Post Italy, my girlfriend and I had no flights booked anywhere (including back to Australia). A return ticket was considered. However, I realised Copenhagen Open was happening in June, and we were on the correct continent. We couldn’t miss it. Unlike Australia, travel distance isn’t an excuse – one lousy 3-hour flight and you’re in an entirely new country. So just like that, Copenhagen was now a part of the itinerary.
My words or photos don’t really do CPH Open justice – it should be high on the bucket list, regardless of whether you skate or not. However, if you like dancing in the street, drinking copious amounts of Aperol Spritz, and watching the world's best skateboarders tackle Copenhagen's pre-eminent skate spots, then the CPH Open is 1000% for you. You will never experience anything like it anywhere else. GO.
Kicking off the festivities, the first event was held at Copenhagen's most hesh DIY bowl, ‘Mimersparken’ under the bridge. If you were lucky enough to find a vantage point, the skating that afternoon was pure insanity: all carnage and speed. To put things into perspective, Chris Russel hit the fucking ceiling. Afterwards, the party spilt onto the basketball courts, where the international pros got smoked by local basketball protégées. Tunes by the Soundbok DJ’s filled the courts and streets and would continue to do so for the coming days.
'CPH Open is a movement. An organic adventure set into motion by the people who turn up with big love and good energy. CPH Open is proof that through skateboarding, we can create the best of times and forge long-lasting relationships.
Pro Tip 01: A push bike is your best friend in Copenhagen. Forget about Ubers and cars, cop yourself a bike to get around – just don’t forget to lock the thing up!
We missed the first ‘hill bomb / longest slappy’ contest at The Black Plaza as we were exploring Copenhagen. No complaints, as we were slightly dusty from the previous day and a slower start was somewhat necessary.
Pro Tip 02: Copenhagen Medical Museum is a must-see, although it is not for the faint-hearted. It’s pretty messed up.
Along the footpath from The Black Plaza, we found The Red Plaza, where the second event of the day was about to kick off. Normally, the space is an open skate plaza, with the likes of ledges, curbs, etc. However, for this event, the "world's best quarter pipe" was also occupying the space. The organised chaos of the Open Jam entertained punters for hours before the unofficial-official heats kicked off between a variety of pros from around the world. No one really won… CPH Open isn’t about winning.
Aperol Spritz was aplenty that afternoon thanks to a small bar manned by Nick Boserio and friends. Amongst the chaos, Denmark's very own Ville Wester turned pro for Polar. Raised bottles of Prosecco soon filled the sky.

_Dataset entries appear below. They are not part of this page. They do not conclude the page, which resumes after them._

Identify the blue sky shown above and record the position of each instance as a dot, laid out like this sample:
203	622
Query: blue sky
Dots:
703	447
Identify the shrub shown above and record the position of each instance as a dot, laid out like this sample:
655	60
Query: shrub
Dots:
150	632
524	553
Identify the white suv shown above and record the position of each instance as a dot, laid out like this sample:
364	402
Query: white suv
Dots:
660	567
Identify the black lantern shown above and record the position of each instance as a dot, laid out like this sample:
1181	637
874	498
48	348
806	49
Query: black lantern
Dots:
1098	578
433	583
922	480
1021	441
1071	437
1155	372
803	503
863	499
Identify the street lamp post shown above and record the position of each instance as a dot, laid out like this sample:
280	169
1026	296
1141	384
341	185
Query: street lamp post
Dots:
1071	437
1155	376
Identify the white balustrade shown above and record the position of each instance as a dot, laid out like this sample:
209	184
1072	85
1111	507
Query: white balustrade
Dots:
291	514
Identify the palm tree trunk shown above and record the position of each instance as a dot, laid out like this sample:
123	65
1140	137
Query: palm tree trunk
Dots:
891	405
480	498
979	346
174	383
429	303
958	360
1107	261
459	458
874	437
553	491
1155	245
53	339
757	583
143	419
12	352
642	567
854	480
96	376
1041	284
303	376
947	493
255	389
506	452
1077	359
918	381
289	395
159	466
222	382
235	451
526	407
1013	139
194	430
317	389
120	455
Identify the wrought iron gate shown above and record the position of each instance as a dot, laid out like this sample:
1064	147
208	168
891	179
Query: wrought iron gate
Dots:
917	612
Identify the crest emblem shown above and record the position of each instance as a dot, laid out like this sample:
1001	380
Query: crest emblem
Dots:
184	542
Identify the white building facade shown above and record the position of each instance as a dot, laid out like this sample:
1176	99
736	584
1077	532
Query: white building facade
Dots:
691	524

When the skating stops, the DJs take control of the party, when the DJs stop, the punters take over the music with their speakers. That night we partied in the streets of Red Square before cycling to the 'Meatpacking District’ to continue partying into the early hours. The lineup to the club was massive but we thought fuck it… when in Copenhagen, right?
Unfortunately, day three would mark our final day. However, it was set to be a big one… again.
Whereas the events of the first two days were easily accessible by bike, day three was a little different and required a 30-minute train ride west to ‘Høje Tåstrup’.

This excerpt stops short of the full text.